Re: Linguistic terms (was: Formal vs. natural languages)
From: | Paul Kershaw <ptkershaw@...> |
Date: | Tuesday, March 31, 2009, 13:19 |
----- Original Message ----
> From: R A Brown <ray@...>
> To: CONLANG@listserv.brown.edu
> Sent: Tuesday, March 31, 2009 3:47:46 AM
> Subject: Linguistic terms (was: Formal vs. natural languages)
>
> Dirk Elzinga wrote:
> > My point was that 'ergative' may be a misleading label (especially for one
> > who knows the etymology)
>
> No more 'misleading' than "accusative", surely? In fact, I'd say less
> misleading since the person-in-the-street probably has little feel for
> the etymology of "ergative" but s/he will be quite familiar with the
> verb 'to accuse.'
So if we're going to club words over the head and use them for our own devices, we
should be ransacking Latin or Greek rather than English. ;)
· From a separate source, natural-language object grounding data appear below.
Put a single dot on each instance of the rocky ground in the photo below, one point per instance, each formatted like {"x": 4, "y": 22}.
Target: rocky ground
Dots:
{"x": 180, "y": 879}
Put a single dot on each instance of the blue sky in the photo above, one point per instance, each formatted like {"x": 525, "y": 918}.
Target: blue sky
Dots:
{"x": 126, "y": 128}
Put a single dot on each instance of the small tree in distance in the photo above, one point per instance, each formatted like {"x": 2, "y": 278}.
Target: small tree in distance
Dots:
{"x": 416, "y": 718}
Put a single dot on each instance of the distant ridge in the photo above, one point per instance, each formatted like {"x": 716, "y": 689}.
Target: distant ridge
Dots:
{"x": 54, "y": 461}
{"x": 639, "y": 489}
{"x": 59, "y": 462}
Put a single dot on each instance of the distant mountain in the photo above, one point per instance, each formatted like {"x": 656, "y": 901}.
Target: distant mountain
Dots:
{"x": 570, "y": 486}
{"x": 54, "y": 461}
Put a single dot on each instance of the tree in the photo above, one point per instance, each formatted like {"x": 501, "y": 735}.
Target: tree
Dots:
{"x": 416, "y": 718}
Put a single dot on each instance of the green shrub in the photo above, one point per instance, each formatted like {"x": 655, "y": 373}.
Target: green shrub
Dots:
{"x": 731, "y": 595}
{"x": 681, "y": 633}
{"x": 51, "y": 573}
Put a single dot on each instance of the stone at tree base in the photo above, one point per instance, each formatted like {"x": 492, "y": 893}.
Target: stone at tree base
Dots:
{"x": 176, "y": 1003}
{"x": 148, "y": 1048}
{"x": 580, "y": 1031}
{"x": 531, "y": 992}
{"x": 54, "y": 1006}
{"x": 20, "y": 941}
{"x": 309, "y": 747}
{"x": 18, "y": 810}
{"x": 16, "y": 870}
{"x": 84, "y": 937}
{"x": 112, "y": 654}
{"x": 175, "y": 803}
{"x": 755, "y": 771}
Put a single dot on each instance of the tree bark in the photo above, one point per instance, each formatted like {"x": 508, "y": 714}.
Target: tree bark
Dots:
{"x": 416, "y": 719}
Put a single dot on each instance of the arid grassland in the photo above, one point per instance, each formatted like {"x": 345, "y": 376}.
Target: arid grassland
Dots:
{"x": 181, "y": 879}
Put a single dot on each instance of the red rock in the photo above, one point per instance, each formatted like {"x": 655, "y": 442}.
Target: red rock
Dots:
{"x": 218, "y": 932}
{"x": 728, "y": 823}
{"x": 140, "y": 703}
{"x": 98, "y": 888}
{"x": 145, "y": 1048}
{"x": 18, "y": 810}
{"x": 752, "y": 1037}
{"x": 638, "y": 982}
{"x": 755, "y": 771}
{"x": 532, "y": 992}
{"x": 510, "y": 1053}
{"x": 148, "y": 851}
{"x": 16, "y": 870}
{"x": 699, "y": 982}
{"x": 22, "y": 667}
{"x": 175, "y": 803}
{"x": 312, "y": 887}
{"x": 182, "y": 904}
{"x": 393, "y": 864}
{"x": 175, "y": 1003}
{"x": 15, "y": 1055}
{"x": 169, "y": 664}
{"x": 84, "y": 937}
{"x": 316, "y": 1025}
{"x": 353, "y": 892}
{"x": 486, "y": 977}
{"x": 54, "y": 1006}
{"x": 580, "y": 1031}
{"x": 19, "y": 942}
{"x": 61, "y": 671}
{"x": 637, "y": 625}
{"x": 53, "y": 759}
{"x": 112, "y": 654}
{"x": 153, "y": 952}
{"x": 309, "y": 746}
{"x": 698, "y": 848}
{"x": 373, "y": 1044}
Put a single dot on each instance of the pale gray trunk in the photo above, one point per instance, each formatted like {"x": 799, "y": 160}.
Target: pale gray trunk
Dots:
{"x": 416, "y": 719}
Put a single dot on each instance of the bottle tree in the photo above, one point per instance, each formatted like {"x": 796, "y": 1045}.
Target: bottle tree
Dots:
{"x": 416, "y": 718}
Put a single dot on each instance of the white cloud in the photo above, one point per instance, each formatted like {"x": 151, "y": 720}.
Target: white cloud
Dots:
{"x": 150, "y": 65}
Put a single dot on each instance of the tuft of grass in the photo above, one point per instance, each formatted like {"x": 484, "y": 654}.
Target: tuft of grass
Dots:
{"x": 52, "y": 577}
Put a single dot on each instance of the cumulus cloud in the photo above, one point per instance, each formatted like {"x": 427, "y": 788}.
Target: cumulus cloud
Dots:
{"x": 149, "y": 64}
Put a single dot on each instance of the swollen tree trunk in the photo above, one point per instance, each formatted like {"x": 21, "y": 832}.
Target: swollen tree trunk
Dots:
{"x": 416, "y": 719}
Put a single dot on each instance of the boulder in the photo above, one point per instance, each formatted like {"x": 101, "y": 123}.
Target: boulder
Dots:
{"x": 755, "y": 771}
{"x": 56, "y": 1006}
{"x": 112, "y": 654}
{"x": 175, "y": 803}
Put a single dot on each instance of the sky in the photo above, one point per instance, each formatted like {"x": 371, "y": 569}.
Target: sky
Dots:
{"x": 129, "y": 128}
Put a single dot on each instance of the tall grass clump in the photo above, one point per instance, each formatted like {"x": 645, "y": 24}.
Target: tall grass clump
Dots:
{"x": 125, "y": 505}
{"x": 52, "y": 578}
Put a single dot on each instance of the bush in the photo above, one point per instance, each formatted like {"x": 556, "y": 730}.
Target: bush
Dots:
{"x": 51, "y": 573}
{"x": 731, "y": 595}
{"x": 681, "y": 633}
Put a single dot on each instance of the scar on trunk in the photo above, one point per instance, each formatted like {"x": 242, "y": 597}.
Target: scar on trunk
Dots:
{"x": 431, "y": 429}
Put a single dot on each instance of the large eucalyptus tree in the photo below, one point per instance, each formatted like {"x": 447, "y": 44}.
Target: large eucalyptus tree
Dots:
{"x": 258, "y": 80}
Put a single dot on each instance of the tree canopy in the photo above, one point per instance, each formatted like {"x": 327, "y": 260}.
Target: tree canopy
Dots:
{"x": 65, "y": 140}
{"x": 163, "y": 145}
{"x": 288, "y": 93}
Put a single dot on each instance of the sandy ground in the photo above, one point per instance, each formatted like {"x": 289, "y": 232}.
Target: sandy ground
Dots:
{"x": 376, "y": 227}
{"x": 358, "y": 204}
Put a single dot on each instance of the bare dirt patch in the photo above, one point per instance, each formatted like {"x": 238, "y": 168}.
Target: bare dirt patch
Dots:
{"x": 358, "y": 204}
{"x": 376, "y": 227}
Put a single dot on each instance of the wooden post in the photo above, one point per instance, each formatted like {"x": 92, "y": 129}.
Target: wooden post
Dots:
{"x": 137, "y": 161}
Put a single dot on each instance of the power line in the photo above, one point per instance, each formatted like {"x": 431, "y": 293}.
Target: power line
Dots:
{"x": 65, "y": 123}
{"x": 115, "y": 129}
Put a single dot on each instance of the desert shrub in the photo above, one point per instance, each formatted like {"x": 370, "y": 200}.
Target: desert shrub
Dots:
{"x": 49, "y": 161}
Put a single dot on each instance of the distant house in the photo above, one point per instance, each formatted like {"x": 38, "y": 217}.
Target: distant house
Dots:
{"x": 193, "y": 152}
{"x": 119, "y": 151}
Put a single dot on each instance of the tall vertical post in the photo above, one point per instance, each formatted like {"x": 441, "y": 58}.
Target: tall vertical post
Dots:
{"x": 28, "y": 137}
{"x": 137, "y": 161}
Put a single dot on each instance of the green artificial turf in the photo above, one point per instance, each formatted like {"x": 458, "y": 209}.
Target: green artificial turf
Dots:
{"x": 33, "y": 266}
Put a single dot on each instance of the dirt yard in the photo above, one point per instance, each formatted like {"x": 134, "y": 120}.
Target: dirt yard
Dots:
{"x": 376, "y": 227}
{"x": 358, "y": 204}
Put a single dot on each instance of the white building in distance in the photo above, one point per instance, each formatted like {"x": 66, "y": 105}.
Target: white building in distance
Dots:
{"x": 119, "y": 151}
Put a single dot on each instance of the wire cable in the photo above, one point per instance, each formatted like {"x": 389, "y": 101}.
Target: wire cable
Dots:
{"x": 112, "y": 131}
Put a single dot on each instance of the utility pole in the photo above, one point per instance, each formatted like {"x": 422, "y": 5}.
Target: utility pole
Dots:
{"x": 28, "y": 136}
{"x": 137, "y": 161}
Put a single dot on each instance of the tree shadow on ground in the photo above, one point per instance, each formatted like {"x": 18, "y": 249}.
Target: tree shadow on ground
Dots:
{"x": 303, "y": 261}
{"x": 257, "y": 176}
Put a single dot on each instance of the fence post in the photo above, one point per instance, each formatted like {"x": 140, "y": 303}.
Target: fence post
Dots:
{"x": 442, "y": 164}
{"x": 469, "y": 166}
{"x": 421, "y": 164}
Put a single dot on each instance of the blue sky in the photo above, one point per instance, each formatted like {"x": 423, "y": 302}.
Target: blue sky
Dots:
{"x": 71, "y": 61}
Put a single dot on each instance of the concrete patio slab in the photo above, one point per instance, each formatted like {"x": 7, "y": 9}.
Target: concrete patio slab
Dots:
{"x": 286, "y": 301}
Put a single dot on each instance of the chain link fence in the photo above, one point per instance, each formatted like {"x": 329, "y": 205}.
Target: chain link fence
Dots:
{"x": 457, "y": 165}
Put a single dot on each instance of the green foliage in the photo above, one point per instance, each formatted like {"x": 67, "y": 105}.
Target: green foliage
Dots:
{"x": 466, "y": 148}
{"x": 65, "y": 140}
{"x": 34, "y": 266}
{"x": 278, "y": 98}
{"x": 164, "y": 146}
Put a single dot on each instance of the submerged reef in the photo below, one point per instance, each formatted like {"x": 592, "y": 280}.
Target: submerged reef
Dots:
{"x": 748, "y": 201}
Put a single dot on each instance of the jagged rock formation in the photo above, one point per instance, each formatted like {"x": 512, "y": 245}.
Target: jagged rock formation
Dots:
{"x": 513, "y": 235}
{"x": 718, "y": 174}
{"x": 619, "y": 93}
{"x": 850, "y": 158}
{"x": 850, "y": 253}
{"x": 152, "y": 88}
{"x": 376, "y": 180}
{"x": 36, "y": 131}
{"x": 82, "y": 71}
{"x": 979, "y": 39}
In all seriousness, I agree with Dirk's actual point; there are many technical
terms which, when compared to their meanings in colloquial English, don't make a
lot of sense. Most of these we've inherited from forebears who were infatuated
with Latin grammarians, and most of these I reckon make more sense in Latin or
Greek, but have stopped making sense because of diachronic semantic shifts from
Latin to English (just as the command "inspire, expire" makes sense to both a
Francophone and an Anglophone, but with very different meanings). I got all that.
:)
But yeah, I felt like he was picking on "ergative" specifically. :( Bully!